With Gokongwei's withdrawal, First Pacific has discovered a new form of equity - the type that the owner is not allowed to sell if the management so chooses. PLDT supremo, Manuel Pangilinan has managed to block the sale, and as such has taken on both the Salim family and the Gokongwei's - two of Asia's richest families - and apparently won.
The question now is: what next?
According to UBS Warburg research, First Pac is currently trading at a 50% discount to its net asset value, which even by the standards of conglomerates is hefty. While its interim results showed a profit of $15.6 million, the more amazing number is that for around $300 million (its market cap) you have a company that has a controlling stake in the major telco in the Philippines as well as the world's biggest noodle company. It is 45% owned by the Salims.
Its desire to reduce its exposure to PLDT (by going into effective JV with Gokongwei) was partly fuelled by a wish to reduce its debt levels, which on a consolidated basis stands at $1.75 billion. It is still talking to other parties, including private equity firms (rumoured to be Carlyle and Newbridge) about the sale of its stake in PLDT. The problem is that Gokongwei was offering a price of Ps1,131 a share, which is four times the current share price of Ps277.

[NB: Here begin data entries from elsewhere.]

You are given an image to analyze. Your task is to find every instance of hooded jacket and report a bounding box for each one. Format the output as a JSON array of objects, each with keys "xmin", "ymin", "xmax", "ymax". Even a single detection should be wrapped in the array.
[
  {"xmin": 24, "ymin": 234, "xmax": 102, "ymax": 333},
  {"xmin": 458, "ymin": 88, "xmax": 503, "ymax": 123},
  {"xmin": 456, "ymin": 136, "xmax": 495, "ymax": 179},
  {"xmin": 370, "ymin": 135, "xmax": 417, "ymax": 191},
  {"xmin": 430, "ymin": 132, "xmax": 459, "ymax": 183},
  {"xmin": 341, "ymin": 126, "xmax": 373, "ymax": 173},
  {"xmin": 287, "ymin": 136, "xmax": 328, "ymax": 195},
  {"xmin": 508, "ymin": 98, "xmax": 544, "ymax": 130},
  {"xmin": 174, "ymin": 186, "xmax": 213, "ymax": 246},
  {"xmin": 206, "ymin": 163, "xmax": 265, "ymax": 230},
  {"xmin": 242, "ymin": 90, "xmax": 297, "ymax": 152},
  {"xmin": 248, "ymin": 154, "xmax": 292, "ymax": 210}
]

Gokongwei would have been able to integrate PLDT with his own mobile phone operator, Digitel, and thus partly justify the price based on synergies. Likewise it would also have been a massive source of pride to him personally to control an asset as prestigious as PLDT. A private equity firm will have no such advantage or outlook and will have to base the valuation just on PLDT's future cashflows.
PLDT has $3.45 billion of debt, but it is improving its earnings - to an estimated Ps4.2 billion ($80 million) this year. It could be viewed as a growth story. However, anyone who comes in would have to take a knife to PLDT's bloated cost structure, in particular its 14,000 employees.

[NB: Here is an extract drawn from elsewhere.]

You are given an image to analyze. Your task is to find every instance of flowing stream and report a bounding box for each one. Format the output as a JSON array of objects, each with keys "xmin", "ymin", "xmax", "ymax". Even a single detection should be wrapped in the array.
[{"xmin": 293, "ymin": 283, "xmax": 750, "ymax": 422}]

Any private equity investor would also have to have Pangilinan onside, and be sure he is willing to agree to just such cuts. However, given the "patriotic" nature of his recent defence, it might be difficult for him to shift his position too much in this respect.
And what does Manny want? Obviously this is not exactly clear. It is thought that he would be willing to do a deal with a private equity firm, although given what has passed, issues of face are clearly not to be trifled with. Any buyer would have to leave Manny in the top job, and probably incentivized.
Then again, whoever chooses to do a deal with Pangilinan faces a dilemma. Given his recent disregard for his current owner and employer (the Salims), a buyer would have to wonder whether Manny would do their bidding or not when it came to the crunch.
Some observers feel that victory on a personal level for Manny has come at a bigger cost. For while the recent debacle has highlighted some of the astounding shortcomings of the Philippine takeover code (First Pac was, after all, selling control without recourse to a general offer), the more fundamental point is that an equity shareholder has not been able to exercise its right to sell its stock, and this has left a deep impression on fund managers and external observers, for whom this is a fundamental principle of capitalism and free markets.
And it is showing. In August the turnover of the local stock market reached a nadir of $1.5 million on its worst ever day.